Inside the VR and 360 user experiences
The VR experience allowed users to choose between the three angles (all 180 degrees of viewing space) or a VRCast produced feed that cut between the angles. The experience also featured a virtual leaderboard, a virtual videoboard showing the ‘PGA TOUR Live: The Island Green’ linear streamed coverage (without audio) in sync with the VR feeds, and a ticker showing who is teeing off at No. 17.
“What we have done with the PGA TOUR is enable an experience [that] golf fans [have] never seen
before,” says Aufhauser. “The mantra that the Tour pushes is to create something that can’t be done anywhere else. I think we’ve definitely accomplished that together. For example, we work directly with the Tour on syncing the linear feed with the VR feed, which was definitely a fun challenge.”
The live 360-video experience could be accessed with any smartphone at Twitter.com/PGATOUR or @PGATOUR on Twitter and Periscope. Twitter’s first-ever live 360 sports experience also featured the virtual scoreboard of PGA TOUR Live: The Island Green linear feed with audio.
“I think, anytime you do something for the first time, there’s always a little bit of work involved to get it perfect,” Aufhauser explains. “Twitter needed to be able to ingest our video feed, and we both needed to understand exactly how it’s going to look from the user-experience perspective. On both our end and Twitter’s end, we went to great lengths to make sure the handoff is right and that all the transcoding and multi-bitrate pieces were in place. And now that that’s been done, the benefit is that it will be plug-and-play in the future.”
Looking to the Future: More sports ahead
The Players Championship marks Intel Sports Group’s latest VR effort. It follows a live production of six NCAA Men’s Basketball Tournament games (including the Final Four and Championship Game) this spring, the creation of highlights packages for four NFL games in December, a live production of BTN’s Minnesota-Nebraska college football game in November, and several others. Intel acquired VOKE VR in November, rebranding the division Intel TrueVR. Now Intel is looking to the future, with more sports properties likely getting TrueVR treatment on the horizon.

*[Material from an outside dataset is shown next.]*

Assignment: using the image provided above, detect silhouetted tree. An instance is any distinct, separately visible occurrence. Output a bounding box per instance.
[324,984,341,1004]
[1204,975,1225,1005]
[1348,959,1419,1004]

“Our focus is on being able to create and produce the highest-quality experiences for fans and doing that on behalf of our partners: PGA TOUR, CBS and Turner for the Final Four, the NFL, and more partners going forward,” says Aufhauser. “From a production perspective, we look at it holistically in terms of the production and the app experience together.
“In VR, you can’t do the production without understanding what the experience is going to be, and you can’t build the app without understanding what the video content is going to be. From graphics to data to [camera] placement — it’s all integrated. So our focus is really on continuing to push forward with new features and functionality for both production and the app experience.”